Each of the two cases, Home Builders and Loan Association v. Bleasdale and Nabia v. New York, involved state laws related to economic regulation. In Bleasdale, Minnesota temporarily suspended enforcement of creditor remedies to deal with mortgage foreclosures. The Supreme Court held that such temporary relief would not prejudice contractual obligations. The "Naibia Case" recognized New York State's implementation of milk price controls based on police power. The results of these two cases gave the Roosevelt administration some comfort with the Supreme Court's previous decisions.
"This court gives the government the power to promote the public welfare from powers established earlier."
This wave of momentum is not only changing the direction of the court's judgment, but also changing the understanding of Congress's ability to regulate the economy. The judicial issues presented by the Supreme Court in the "Naibiya Case" are far-reaching, because this case shows that the court has abandoned its past distinction between public and private economic activities, thus affecting subsequent wage regulation, labor and congressional regulation. Legal analysis methods for business.
However, on May 27, 1935, the so-called "Black Monday" became a major blow to the Roosevelt administration. The Supreme Court struck down three Roosevelt administration cases in unanimous rulings, setting out in detail the standards for individual property rights and appropriate legislative delegation, raising concerns about the future of the New Deal.
On another sentencing day known as "White Monday," the situation seemed to have taken a new turn. The court again upheld the New Deal in three cases at this time, including West Shore Hotels Co. v. Parrish. The victories in these cases not only inspired supporters of the New Deal, but also opened a new chapter in many future legal cases, especially regarding unions and labor rights.
"The passage of the Cornelius Hot Oil Act will provide the necessary and legal support for the government to regulate the oil industry."
The case of Panma Heavy Refining Company v. Ruian was the beginning of the first wave of challenges to the New Deal. This case examined the provisions of the National Industrial Recovery Act. In the judgment of this case, the court supported the oil companies at a ratio of eight to one, holding that Congress failed to properly authorize the president to exercise it, and the specific standards for this law were too vague, making it illegal. Although this ruling was a major setback for the Roosevelt administration, it still gave it the opportunity to further amend the law. As the New Deal expanded, the court's attitude also influenced the future strategy of the Roosevelt administration.
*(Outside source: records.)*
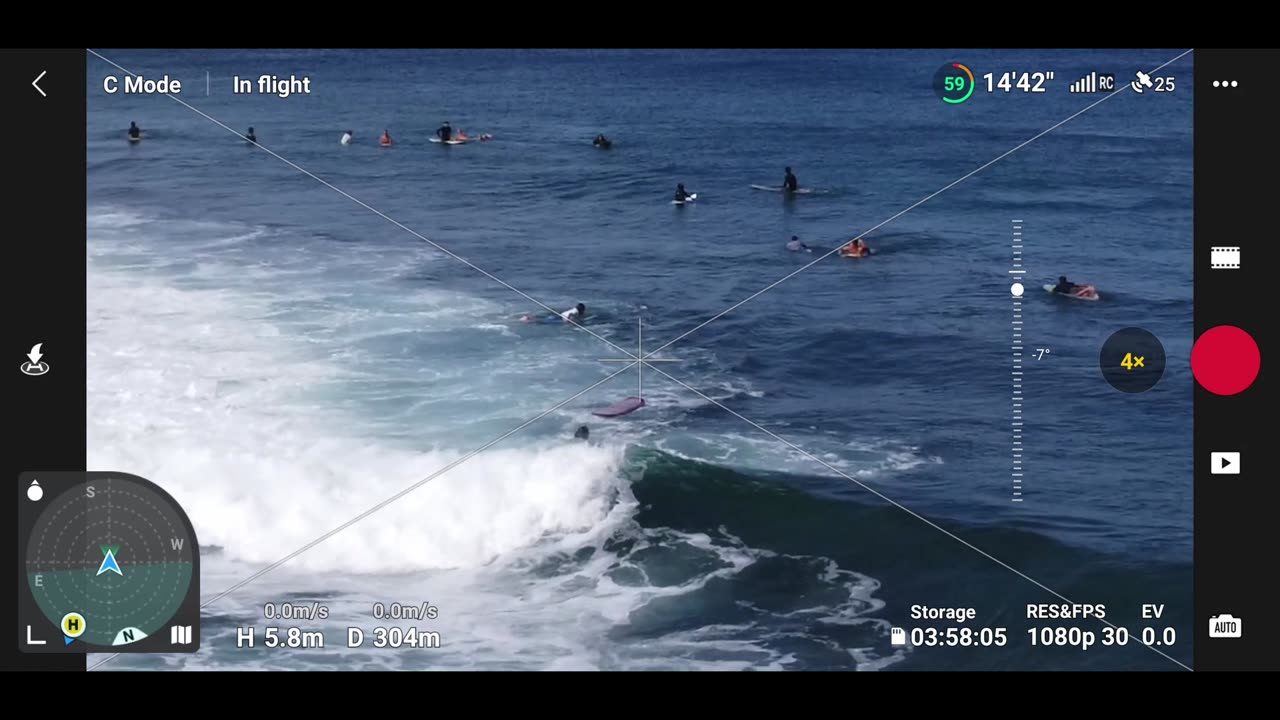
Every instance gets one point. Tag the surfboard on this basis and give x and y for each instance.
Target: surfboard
(620, 408)
(542, 320)
(778, 188)
(1093, 297)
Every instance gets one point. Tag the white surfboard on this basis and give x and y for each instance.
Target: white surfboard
(778, 188)
(1048, 288)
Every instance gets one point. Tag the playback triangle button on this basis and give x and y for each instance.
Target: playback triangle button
(1225, 463)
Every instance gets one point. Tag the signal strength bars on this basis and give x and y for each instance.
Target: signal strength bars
(1095, 82)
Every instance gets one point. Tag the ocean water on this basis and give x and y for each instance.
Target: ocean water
(282, 358)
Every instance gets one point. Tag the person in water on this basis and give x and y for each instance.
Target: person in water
(575, 314)
(796, 246)
(856, 247)
(1065, 286)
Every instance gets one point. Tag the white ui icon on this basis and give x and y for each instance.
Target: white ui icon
(1224, 627)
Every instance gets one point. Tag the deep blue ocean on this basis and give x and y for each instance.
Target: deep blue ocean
(280, 356)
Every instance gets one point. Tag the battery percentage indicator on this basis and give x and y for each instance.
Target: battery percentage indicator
(954, 83)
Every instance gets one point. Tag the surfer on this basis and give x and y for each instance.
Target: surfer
(1065, 286)
(855, 249)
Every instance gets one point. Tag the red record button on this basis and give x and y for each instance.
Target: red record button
(1225, 360)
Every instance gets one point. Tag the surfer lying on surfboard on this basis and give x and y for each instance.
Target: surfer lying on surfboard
(856, 247)
(796, 246)
(575, 314)
(1066, 287)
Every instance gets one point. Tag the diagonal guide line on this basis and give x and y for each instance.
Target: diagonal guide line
(368, 206)
(900, 506)
(913, 206)
(393, 499)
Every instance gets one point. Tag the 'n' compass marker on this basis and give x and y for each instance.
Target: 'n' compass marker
(109, 563)
(640, 361)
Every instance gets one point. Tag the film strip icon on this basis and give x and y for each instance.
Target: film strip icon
(1223, 258)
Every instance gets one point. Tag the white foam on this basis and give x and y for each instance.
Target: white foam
(213, 395)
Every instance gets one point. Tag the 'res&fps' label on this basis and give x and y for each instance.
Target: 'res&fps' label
(382, 636)
(1077, 625)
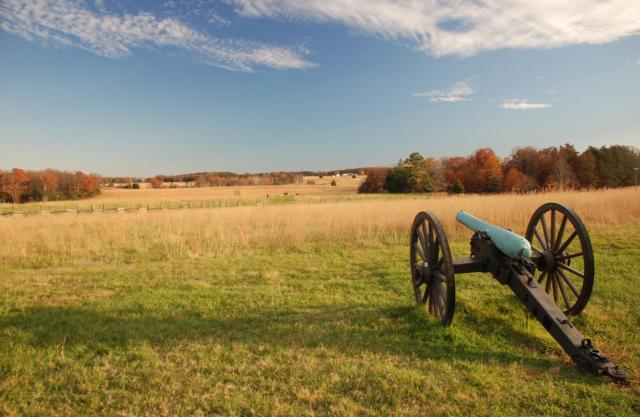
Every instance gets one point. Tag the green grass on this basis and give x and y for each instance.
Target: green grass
(331, 331)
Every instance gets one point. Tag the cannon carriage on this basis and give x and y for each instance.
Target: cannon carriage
(550, 270)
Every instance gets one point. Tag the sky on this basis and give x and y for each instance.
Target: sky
(142, 88)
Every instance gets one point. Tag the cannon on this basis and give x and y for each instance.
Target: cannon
(550, 270)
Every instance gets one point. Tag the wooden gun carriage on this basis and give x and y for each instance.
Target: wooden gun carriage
(550, 270)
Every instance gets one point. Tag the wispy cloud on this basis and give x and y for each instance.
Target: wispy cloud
(523, 105)
(460, 91)
(70, 23)
(466, 27)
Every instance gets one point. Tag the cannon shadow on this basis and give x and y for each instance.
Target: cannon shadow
(401, 331)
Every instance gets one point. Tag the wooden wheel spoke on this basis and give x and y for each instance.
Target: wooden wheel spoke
(553, 228)
(558, 239)
(435, 251)
(545, 230)
(569, 283)
(567, 242)
(542, 277)
(556, 230)
(569, 256)
(425, 237)
(419, 251)
(432, 236)
(535, 232)
(434, 300)
(569, 269)
(554, 284)
(435, 288)
(439, 276)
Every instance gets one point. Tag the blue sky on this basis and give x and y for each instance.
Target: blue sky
(150, 87)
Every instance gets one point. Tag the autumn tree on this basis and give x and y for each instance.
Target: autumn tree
(155, 182)
(85, 185)
(516, 181)
(413, 175)
(486, 171)
(15, 183)
(375, 181)
(47, 182)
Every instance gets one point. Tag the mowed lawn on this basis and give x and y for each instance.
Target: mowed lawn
(328, 327)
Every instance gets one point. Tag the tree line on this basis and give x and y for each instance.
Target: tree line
(223, 179)
(526, 169)
(20, 186)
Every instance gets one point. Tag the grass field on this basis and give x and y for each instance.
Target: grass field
(298, 309)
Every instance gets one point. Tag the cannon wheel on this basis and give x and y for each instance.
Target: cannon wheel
(565, 265)
(432, 274)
Combining the above cases, it is not difficult to see that the interpretation of these laws not only changed the court's position, but also led the country to rethink the constitution and the allocation of government power. This series of events also shows how the Supreme Court gradually affects economic policy and legislative direction. In this era of transformation, we should perhaps think about: Is it possible to find a more balanced solution between law and economy to promote the country's sustainable development?